DriveNow allows drivers to borrow vehicles and leave them at their destination in the boroughs of Islington, Hackney and Haringey.
After a one-off registration fee of £29, users are charged 39p per minute – with an hourly cap of £20 – enabling users to make one-way journeys within the boroughs. Users can locate and open nearby cars with the DriveNow app.
The DriveNow fleet consists of 270 cars, with 210 BMW 1-series – all with one booster seat in the back – and 60 Mini Countryman already deployed in London. 30 i3s will join the fleet in April 2015.
Other car sharing schemes, such as Daimler's Car2Go, have tried and failed to enter the London market, but Peter Schwarzenbauer, on the board of management at BMW, is convinced DriveNow will be a success.
“The cars in our fleet are the best product offer in the car sharing market. We learned a lot in the six pilot cities we had in Germany, and now we know how to make it a success in London,” he said.
The scheme already has 360,000 customers across seven cities in Germany and America but will face competition from electric car sharing scheme Autolib which will be launching in London next year following its success in Paris.

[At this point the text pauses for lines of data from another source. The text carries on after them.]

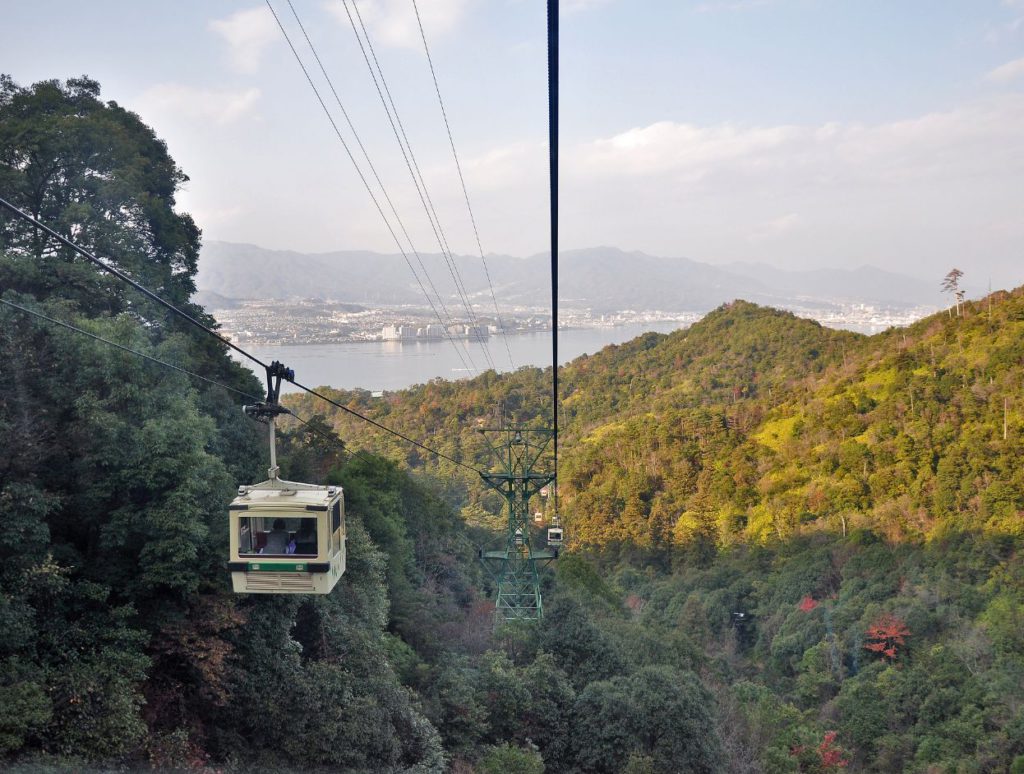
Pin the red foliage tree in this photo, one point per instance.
(887, 635)
(832, 757)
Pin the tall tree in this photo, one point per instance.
(98, 175)
(950, 284)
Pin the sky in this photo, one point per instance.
(802, 133)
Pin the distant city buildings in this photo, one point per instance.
(433, 333)
(317, 321)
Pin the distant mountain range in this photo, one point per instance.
(602, 278)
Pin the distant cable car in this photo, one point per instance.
(555, 532)
(286, 538)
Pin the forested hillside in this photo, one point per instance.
(790, 549)
(827, 526)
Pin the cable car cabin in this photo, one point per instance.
(554, 535)
(287, 538)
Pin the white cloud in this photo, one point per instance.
(730, 5)
(217, 105)
(247, 33)
(393, 22)
(1007, 72)
(776, 227)
(913, 194)
(571, 6)
(979, 137)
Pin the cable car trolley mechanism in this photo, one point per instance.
(286, 536)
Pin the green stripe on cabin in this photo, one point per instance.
(268, 567)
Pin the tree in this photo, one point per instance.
(886, 635)
(96, 174)
(950, 284)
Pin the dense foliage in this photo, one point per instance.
(791, 549)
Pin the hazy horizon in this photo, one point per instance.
(795, 133)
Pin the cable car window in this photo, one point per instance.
(275, 535)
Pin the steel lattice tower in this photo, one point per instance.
(516, 567)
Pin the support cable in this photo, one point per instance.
(124, 277)
(373, 197)
(553, 161)
(129, 350)
(387, 198)
(406, 438)
(414, 169)
(465, 192)
(176, 310)
(312, 428)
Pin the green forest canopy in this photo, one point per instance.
(792, 549)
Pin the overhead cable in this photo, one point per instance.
(553, 162)
(124, 277)
(465, 192)
(176, 310)
(414, 169)
(387, 198)
(366, 183)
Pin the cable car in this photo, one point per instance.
(555, 532)
(286, 536)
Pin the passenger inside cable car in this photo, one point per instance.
(293, 535)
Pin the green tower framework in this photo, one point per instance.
(516, 568)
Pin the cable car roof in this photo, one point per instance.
(276, 496)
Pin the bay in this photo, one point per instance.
(393, 366)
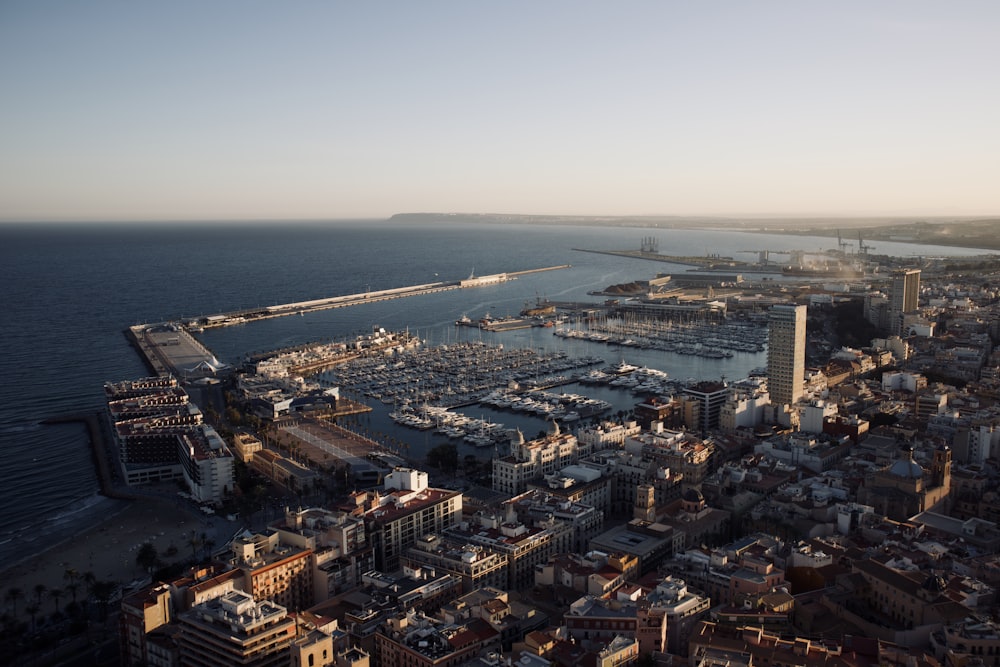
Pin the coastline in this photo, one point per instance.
(100, 535)
(105, 542)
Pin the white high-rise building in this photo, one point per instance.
(786, 353)
(903, 293)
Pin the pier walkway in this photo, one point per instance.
(170, 349)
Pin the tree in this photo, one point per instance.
(39, 592)
(444, 457)
(32, 610)
(194, 542)
(102, 591)
(55, 594)
(13, 595)
(208, 543)
(147, 558)
(71, 575)
(73, 587)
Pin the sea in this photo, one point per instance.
(71, 290)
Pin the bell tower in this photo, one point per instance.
(941, 467)
(645, 503)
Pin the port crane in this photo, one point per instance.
(842, 244)
(862, 247)
(796, 257)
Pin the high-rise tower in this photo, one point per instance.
(786, 353)
(903, 292)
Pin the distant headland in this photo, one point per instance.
(961, 232)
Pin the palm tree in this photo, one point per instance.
(147, 557)
(55, 594)
(73, 587)
(71, 575)
(208, 543)
(13, 595)
(32, 609)
(103, 591)
(194, 543)
(39, 592)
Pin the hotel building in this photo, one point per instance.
(786, 353)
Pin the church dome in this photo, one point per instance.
(935, 583)
(693, 496)
(906, 467)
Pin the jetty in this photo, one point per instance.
(705, 262)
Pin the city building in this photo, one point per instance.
(408, 509)
(235, 629)
(473, 564)
(786, 353)
(903, 489)
(534, 459)
(142, 613)
(339, 542)
(524, 546)
(904, 291)
(710, 397)
(273, 570)
(411, 639)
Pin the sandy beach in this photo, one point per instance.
(108, 550)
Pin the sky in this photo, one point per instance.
(239, 109)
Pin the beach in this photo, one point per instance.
(108, 548)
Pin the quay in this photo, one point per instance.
(302, 307)
(170, 349)
(704, 262)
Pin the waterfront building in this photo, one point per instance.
(143, 613)
(407, 510)
(744, 408)
(904, 291)
(607, 435)
(235, 629)
(160, 436)
(786, 353)
(206, 465)
(710, 397)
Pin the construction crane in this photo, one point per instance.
(862, 248)
(842, 243)
(796, 257)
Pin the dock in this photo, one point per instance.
(704, 262)
(169, 348)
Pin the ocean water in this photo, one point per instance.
(70, 291)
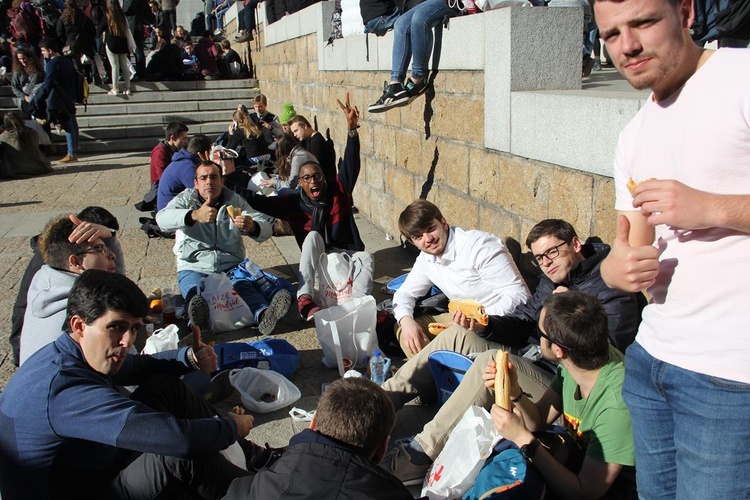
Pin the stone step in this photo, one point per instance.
(244, 95)
(136, 122)
(149, 132)
(5, 90)
(187, 116)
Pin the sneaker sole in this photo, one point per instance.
(199, 315)
(220, 388)
(380, 108)
(277, 309)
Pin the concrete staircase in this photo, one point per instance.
(136, 122)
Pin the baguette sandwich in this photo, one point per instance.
(471, 308)
(502, 381)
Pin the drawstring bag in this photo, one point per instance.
(347, 331)
(227, 310)
(164, 339)
(458, 465)
(336, 274)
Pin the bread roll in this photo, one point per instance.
(471, 308)
(502, 381)
(436, 328)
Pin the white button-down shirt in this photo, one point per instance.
(474, 265)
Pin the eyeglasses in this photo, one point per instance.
(102, 249)
(542, 334)
(317, 177)
(550, 254)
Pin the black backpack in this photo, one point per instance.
(82, 90)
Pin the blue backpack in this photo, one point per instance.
(506, 474)
(270, 354)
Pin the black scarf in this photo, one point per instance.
(320, 210)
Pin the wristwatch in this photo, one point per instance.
(529, 450)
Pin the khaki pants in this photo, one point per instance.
(423, 321)
(415, 379)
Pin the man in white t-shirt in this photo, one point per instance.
(682, 234)
(462, 264)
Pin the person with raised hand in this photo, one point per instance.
(209, 241)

Piers Scott, general manager of corporate communications at BMW, believes DriveNow has the edge over its competitors because users are able to drop off their car anywhere in the boroughs rather than at designated stations, including residential parking spaces.
Ben Plowden, director of strategy and planning for surface transport in London sees the launch of DriveNow as an “important part of the jigsaw” in easing the pressure on London roads.
Plowden said: “We want as many people as possible to have access to a car where that it's the best mode of transport for the trip they want to make, without the need to own a car all the time.”
Having just launched yesterday, DriveNow are already looking to increase their working area in London. Scott said: “We are already talking to other boroughs to expand the service.”